Born in a small Moravian town in 1868, they called him ‘pigheaded Jan’.
Jan walked. He walked through Vienna, Geneva and the Balkan. Eventually, his journeys brought him all the way to Siberia. While working on the famous Trans Siberian railway, he decided to walk up north and across Siberia to the Arctic Ocean – on his own, without money or special equipment. He made it even further. On the New Siberian Islands, with a pack of sled dogs, he became the most famous arctic post man, goods trader, Eskimo Chief and Chief of Justice. Zig-zagging the entire Arctic with his dogs, he lived amongst native Eskimo people who named him Moojok Ojaak (the bear eater), but they also called him the White Bismarck or the White Bird.

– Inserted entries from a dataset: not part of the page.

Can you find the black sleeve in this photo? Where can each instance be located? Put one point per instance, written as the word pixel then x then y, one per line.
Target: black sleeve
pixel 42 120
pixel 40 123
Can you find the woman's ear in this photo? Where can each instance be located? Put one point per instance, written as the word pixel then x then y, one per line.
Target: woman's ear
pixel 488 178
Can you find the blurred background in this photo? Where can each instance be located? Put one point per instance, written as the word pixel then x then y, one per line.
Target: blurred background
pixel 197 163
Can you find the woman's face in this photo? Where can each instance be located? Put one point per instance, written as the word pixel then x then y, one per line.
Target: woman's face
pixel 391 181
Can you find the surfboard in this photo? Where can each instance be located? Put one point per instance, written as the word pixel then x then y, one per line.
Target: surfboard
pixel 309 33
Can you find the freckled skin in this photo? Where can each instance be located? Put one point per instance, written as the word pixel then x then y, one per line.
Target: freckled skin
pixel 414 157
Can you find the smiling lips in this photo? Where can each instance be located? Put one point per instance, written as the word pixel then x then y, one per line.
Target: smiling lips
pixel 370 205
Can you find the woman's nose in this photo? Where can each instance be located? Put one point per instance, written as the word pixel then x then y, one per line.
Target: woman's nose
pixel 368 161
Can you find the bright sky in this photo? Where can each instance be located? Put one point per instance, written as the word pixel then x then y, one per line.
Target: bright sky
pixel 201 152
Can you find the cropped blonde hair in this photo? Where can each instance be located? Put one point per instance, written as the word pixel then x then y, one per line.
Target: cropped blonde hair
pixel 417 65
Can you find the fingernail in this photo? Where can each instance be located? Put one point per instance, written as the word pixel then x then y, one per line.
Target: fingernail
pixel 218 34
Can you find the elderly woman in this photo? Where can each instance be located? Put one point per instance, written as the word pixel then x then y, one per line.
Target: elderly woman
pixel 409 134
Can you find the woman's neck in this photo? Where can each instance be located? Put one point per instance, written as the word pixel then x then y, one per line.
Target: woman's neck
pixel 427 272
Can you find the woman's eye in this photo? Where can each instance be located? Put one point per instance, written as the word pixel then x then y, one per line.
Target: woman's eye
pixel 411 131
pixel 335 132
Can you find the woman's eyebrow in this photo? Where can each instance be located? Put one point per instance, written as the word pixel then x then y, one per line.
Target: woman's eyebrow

Crossing from Siberia to Alaska, he eventually made it all the way to the Yukon where he canoed the famous ‘White Horse’ and ‘Five Fingers’ rapids.
In 1924, as Eskimo Chief was on his journey south, his ship ‘Seven Sisters’ sunk near Seattle. He survived, only to find himself being deported to Europe by suspicious American border control. However, after his return to Europe, he found that his country, the Austrian – Hungarian Empire, no longer existed. Eskimo, now sixty years old, packed his bags and left for Arctic again. This time, he made it ‘only’ as far as Dawson City, where he badly injured his back. Never giving up on his wildest dreams, despite his crippling injury, Jan decided to invent a perpentum mobile. Living the lonely life of an inventor in a cabin with his dog, ‘Eskimo’ died at the age of 80 in Dawson City – Canada.
Some believe he never existed, some believe there is a perpentum mobile to be found in Dawson City, but all agree that he was the inspiration for the greatest non-existent Czech man ever – Jara Cimrman. But that’s a whole different story.
There was an email from my granddad the other day. ‘Wishing you luck on your journey in the pathway of Jan ‘Eskimo’ Welzl!’